Kids and adults gathered curiously around the male and female gobblers, visiting from the Indian Rock Wildlife Preserve, Barnes’ sister Environmental Learning Center of Connecticut across town.
“We’re teaching people about the anatomy of turkeys and the behavior of turkeys,” volunteer Luke Ricciardone said.
He explained how the turkeys’ necks turned red when they became anxious, then a bluish-purple when they relaxed.
When volunteer Alex Laskowski blew into a whistle mimicking the sound of a hen’s coo, the male bird puffed up and fanned out his feathers.
“These two turkeys were hatched at the same time in May and raised together,” she said.
The volunteers asked visitors to help them come up with names for the birds. They received a few contenders.
“I think it’s very fascinating,” said Nuno Moreira, visiting from Wolcott with Cub Scout Pack 230, Den 2.
“You don’t get to see a turkey every day,” the youngster added. “Usually you see them on your dinner plate. You don’t normally get to meet a turkey.”
Den Leader Mike Wolcheski brought eight boys on the outing.
“Visiting a nature center was one of the last requirements we needed to get the Fur, Feathers and Ferns belt loop,” he said. “It’s good for them to see and learn about all the animals.”
Bristol resident P.J. Eaton watched from afar as the other kids pet the turkeys and posed for pictures near them, timid about getting too close. Finally, as the crowd dissolved he walked up and bravely sat down on a hay bale beside one.
“We love nature and we love the outdoors,” P.J.’s mother Cheryl Eaton said, snapping a photograph of her son.
His grandmother Joanne Denoto also joined them.
“This is a very nice learning experience,” she said.
Meanwhile, wildlife photographer John Correia greeted people to his new exhibit, on display at Barnes for the next few months.

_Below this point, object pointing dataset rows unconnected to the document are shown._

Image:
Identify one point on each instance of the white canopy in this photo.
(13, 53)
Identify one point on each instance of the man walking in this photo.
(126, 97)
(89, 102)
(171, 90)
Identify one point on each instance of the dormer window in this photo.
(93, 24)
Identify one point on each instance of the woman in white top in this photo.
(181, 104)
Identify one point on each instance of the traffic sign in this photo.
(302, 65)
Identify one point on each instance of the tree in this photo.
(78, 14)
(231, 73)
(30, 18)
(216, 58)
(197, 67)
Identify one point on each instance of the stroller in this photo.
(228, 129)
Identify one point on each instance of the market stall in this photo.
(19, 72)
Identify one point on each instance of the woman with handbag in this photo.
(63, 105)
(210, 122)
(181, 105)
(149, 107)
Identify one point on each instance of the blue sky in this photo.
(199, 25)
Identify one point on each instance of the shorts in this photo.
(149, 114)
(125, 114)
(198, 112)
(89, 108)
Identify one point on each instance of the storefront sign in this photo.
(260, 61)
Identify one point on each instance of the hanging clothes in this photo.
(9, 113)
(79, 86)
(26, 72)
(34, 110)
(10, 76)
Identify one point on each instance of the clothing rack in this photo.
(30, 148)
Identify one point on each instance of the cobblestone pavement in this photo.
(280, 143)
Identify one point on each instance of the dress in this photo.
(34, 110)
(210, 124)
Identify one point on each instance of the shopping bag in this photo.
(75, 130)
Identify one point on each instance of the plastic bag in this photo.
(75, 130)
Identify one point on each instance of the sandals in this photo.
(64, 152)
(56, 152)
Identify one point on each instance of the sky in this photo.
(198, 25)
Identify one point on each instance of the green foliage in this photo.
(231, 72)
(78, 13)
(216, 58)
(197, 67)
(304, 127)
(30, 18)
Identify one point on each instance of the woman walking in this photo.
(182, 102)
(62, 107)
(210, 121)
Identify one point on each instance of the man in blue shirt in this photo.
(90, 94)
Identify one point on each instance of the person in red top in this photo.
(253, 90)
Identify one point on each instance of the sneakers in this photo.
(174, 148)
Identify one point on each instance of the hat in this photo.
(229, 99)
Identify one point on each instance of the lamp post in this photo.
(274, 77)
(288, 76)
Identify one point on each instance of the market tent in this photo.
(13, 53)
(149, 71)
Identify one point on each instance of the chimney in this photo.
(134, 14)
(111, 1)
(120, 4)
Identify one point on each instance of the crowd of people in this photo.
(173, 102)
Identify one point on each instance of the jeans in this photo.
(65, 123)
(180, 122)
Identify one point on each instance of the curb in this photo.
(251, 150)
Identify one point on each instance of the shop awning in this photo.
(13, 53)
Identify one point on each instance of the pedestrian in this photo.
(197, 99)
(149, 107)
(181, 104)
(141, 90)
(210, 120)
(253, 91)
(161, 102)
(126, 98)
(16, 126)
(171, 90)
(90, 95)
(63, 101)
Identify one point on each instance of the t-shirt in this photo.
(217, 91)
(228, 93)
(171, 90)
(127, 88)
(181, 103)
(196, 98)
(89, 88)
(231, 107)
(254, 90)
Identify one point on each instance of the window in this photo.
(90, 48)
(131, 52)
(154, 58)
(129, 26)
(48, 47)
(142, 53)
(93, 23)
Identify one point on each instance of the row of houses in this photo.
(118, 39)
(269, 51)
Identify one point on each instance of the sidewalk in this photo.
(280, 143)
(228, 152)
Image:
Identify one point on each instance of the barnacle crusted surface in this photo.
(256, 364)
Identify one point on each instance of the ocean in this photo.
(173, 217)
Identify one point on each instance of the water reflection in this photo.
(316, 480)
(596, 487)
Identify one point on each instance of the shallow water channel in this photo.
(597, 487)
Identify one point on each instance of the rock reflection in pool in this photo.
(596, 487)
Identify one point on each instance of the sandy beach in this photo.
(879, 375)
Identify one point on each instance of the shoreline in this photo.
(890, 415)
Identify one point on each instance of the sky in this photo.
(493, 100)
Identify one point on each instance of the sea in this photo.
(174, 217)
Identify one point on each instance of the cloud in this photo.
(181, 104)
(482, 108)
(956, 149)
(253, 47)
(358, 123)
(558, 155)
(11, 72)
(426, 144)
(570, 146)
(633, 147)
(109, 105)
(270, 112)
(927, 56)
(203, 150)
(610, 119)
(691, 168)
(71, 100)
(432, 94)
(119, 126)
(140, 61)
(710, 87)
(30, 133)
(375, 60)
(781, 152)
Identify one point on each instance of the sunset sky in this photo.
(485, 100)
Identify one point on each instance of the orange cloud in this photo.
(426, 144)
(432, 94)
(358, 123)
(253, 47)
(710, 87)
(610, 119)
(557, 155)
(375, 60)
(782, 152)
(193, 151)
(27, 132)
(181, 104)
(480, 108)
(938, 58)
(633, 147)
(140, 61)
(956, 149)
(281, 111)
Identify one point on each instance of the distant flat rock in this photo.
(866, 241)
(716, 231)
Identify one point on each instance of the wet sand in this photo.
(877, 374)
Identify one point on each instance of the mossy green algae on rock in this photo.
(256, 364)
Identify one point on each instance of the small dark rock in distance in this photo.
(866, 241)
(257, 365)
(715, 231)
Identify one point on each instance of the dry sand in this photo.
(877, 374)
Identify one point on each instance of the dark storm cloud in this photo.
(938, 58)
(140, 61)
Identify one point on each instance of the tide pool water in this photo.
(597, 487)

Correia’s photographs - many of birds and other animals he’s encountered around the state - are all taken with a cell phone.

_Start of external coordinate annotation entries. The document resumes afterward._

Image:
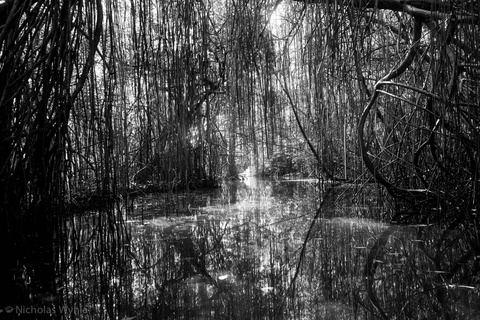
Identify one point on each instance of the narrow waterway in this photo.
(261, 249)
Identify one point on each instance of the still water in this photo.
(264, 249)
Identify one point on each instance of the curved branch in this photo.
(328, 174)
(391, 75)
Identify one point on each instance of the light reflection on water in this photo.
(233, 253)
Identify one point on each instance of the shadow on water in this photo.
(233, 253)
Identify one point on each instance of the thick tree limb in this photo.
(425, 9)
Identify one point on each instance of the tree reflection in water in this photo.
(233, 254)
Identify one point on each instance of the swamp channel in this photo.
(263, 249)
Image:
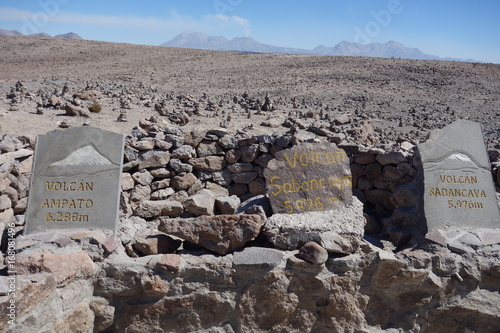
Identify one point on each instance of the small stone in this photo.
(156, 243)
(202, 203)
(184, 152)
(227, 204)
(169, 262)
(183, 182)
(142, 177)
(217, 189)
(208, 163)
(153, 158)
(314, 253)
(127, 181)
(240, 167)
(233, 155)
(5, 203)
(392, 158)
(180, 167)
(221, 233)
(373, 170)
(244, 177)
(144, 145)
(258, 257)
(222, 178)
(257, 186)
(156, 208)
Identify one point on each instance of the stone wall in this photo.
(142, 280)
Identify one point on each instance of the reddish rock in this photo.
(314, 253)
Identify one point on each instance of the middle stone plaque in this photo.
(309, 177)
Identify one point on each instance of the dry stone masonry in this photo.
(199, 247)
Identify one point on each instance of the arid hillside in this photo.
(396, 95)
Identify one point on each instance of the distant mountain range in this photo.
(198, 40)
(41, 34)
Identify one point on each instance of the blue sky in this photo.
(460, 29)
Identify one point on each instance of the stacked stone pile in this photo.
(173, 173)
(141, 279)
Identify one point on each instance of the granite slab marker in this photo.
(457, 189)
(309, 177)
(76, 180)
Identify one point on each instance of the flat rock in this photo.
(314, 253)
(153, 158)
(202, 203)
(222, 233)
(227, 204)
(260, 257)
(208, 163)
(287, 231)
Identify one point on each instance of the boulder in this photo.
(208, 163)
(289, 231)
(227, 204)
(314, 253)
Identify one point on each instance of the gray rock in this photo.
(392, 158)
(202, 203)
(160, 184)
(233, 155)
(222, 177)
(244, 177)
(142, 177)
(258, 257)
(162, 194)
(155, 243)
(209, 149)
(153, 158)
(217, 189)
(227, 204)
(5, 202)
(309, 177)
(208, 163)
(222, 233)
(127, 181)
(314, 253)
(183, 182)
(180, 167)
(184, 152)
(249, 153)
(259, 200)
(287, 231)
(143, 144)
(240, 167)
(155, 208)
(457, 187)
(140, 193)
(257, 186)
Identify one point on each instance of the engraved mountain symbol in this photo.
(85, 156)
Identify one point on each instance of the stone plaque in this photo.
(309, 177)
(76, 180)
(457, 187)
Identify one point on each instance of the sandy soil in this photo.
(399, 97)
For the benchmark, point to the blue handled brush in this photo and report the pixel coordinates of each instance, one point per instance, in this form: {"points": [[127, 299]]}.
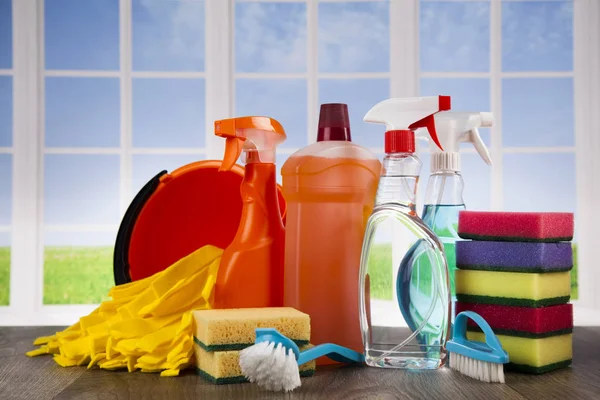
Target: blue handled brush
{"points": [[272, 361], [482, 361]]}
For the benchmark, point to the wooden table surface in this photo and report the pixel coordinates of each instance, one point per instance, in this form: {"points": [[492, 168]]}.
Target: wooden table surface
{"points": [[39, 378]]}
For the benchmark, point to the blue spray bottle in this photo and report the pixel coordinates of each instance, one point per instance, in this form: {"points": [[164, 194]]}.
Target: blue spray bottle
{"points": [[394, 231], [443, 202], [444, 195]]}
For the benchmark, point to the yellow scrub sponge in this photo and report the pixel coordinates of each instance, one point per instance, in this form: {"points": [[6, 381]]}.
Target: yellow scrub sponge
{"points": [[534, 356], [234, 329], [223, 367], [513, 288]]}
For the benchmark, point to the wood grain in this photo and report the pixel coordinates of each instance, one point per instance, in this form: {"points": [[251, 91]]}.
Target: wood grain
{"points": [[22, 377], [39, 378]]}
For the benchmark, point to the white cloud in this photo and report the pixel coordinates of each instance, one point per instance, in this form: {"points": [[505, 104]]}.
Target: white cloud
{"points": [[354, 37], [270, 37], [455, 36], [176, 32], [537, 35]]}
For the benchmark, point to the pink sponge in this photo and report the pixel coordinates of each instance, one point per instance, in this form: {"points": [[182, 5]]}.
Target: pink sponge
{"points": [[523, 321], [516, 226]]}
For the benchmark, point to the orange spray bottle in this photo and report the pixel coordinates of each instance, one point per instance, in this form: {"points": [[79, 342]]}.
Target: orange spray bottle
{"points": [[251, 269]]}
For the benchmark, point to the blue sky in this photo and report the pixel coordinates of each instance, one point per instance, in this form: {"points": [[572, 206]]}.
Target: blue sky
{"points": [[272, 38]]}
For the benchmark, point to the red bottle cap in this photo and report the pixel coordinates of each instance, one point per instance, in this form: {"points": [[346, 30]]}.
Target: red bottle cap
{"points": [[334, 123], [400, 141]]}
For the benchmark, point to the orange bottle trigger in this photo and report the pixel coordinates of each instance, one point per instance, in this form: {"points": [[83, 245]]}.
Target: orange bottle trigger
{"points": [[233, 149]]}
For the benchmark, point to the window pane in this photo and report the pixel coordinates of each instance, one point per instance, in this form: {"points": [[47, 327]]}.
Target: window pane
{"points": [[78, 267], [537, 112], [82, 112], [270, 37], [4, 268], [468, 94], [6, 111], [168, 112], [168, 35], [81, 189], [281, 159], [6, 34], [525, 188], [146, 166], [281, 99], [455, 36], [354, 37], [360, 95], [477, 177], [5, 189], [82, 34], [537, 36], [478, 182]]}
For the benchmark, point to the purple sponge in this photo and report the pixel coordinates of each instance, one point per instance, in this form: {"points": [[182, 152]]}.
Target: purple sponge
{"points": [[514, 256]]}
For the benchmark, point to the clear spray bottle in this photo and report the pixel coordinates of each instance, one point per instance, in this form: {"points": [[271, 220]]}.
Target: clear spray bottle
{"points": [[394, 230], [444, 195]]}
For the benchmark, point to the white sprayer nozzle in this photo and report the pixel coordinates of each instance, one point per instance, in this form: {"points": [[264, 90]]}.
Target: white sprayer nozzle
{"points": [[453, 129]]}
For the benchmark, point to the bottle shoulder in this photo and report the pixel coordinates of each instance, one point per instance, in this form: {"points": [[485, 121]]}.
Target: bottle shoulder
{"points": [[323, 156], [335, 149]]}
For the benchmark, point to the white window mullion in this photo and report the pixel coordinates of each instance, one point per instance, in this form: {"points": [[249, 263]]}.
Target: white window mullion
{"points": [[26, 276], [497, 194], [312, 82], [587, 142], [404, 48], [219, 66], [404, 82], [125, 22]]}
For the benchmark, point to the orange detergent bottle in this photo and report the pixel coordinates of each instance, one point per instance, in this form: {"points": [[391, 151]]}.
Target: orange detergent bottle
{"points": [[251, 269], [329, 188]]}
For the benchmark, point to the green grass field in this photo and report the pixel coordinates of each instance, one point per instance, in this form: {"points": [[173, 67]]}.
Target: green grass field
{"points": [[83, 275], [4, 275]]}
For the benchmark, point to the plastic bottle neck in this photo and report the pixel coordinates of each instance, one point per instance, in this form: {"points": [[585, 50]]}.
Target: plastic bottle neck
{"points": [[445, 188], [399, 180], [260, 214]]}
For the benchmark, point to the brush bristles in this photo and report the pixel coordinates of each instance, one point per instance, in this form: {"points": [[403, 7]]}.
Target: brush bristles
{"points": [[481, 370], [272, 367]]}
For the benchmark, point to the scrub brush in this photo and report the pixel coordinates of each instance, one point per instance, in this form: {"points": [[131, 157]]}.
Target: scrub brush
{"points": [[482, 361], [272, 361]]}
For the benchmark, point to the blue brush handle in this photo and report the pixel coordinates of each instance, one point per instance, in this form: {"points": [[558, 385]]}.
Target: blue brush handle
{"points": [[490, 351], [333, 351]]}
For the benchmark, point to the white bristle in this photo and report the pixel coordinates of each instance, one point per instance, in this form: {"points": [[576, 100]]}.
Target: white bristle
{"points": [[270, 367], [481, 370]]}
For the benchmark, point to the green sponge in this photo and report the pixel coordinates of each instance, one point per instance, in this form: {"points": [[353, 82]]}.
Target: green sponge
{"points": [[513, 288]]}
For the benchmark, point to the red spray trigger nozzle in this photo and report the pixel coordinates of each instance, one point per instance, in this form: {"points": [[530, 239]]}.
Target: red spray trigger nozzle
{"points": [[429, 121]]}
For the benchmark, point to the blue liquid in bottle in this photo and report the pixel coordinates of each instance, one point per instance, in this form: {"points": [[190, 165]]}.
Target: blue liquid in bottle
{"points": [[443, 221]]}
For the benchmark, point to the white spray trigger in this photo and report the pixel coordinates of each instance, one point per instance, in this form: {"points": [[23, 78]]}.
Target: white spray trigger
{"points": [[453, 129], [473, 137]]}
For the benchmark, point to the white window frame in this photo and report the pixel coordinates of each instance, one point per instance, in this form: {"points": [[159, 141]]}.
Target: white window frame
{"points": [[26, 299]]}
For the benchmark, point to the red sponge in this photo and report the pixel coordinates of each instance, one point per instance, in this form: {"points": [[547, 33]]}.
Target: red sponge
{"points": [[523, 321], [516, 226]]}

“When I see something beautiful I take a picture,” he said.
He employs a set of binoculars to offer a close-up view of an animal from an interesting perspective, through the lens.

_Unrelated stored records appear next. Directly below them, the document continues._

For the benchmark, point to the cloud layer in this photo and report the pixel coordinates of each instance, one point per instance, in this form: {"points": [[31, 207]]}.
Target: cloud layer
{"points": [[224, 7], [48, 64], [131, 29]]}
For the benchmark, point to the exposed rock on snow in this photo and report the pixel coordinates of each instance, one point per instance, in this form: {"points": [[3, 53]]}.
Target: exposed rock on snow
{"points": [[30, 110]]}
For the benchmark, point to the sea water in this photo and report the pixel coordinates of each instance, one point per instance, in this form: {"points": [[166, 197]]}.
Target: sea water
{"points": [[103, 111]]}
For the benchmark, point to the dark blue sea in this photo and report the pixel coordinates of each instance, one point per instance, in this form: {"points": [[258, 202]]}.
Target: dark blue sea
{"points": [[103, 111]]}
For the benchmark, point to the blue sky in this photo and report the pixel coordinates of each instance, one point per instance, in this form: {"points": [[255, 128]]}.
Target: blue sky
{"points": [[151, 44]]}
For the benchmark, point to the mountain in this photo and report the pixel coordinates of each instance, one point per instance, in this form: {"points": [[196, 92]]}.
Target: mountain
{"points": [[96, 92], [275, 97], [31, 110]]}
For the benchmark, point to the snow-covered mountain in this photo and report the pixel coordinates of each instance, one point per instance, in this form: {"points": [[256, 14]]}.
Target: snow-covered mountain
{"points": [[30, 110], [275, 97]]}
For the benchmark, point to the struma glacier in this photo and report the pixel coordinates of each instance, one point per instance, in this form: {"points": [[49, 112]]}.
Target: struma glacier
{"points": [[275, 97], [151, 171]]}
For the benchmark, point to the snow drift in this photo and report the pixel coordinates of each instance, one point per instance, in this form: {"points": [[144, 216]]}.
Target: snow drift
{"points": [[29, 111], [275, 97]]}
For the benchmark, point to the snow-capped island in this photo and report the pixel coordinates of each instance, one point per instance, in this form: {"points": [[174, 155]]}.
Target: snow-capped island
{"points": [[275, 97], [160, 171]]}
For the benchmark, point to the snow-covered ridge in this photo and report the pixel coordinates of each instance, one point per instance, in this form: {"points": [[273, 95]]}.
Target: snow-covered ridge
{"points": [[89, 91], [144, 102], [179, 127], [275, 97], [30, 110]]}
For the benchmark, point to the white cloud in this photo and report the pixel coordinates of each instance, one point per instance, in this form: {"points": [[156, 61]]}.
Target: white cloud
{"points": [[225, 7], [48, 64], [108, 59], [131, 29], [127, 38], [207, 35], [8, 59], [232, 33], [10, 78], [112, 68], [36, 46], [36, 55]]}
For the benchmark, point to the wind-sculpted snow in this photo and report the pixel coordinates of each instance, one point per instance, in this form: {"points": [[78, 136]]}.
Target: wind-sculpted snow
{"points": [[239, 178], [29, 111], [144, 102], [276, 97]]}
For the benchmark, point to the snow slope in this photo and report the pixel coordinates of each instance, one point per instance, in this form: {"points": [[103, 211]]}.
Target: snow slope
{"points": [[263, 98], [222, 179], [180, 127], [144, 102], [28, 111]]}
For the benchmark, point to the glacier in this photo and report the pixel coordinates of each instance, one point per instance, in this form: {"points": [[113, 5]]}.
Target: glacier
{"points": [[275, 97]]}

Correia spent the summer working on the Connecticut Bird Atlas, a project by the University of Connecticut and Department of Energy and Environmental Protection’s Wildlife Division.
“I had to write down everything I saw and heard,” he said. “To figure out what species we have breeding in the state.”
As a former Barnes volunteer, Correia was anxious to get his photography up for people to see. Each of the pieces is for sale.
“I knew I could present here and get a good turnout,” he said.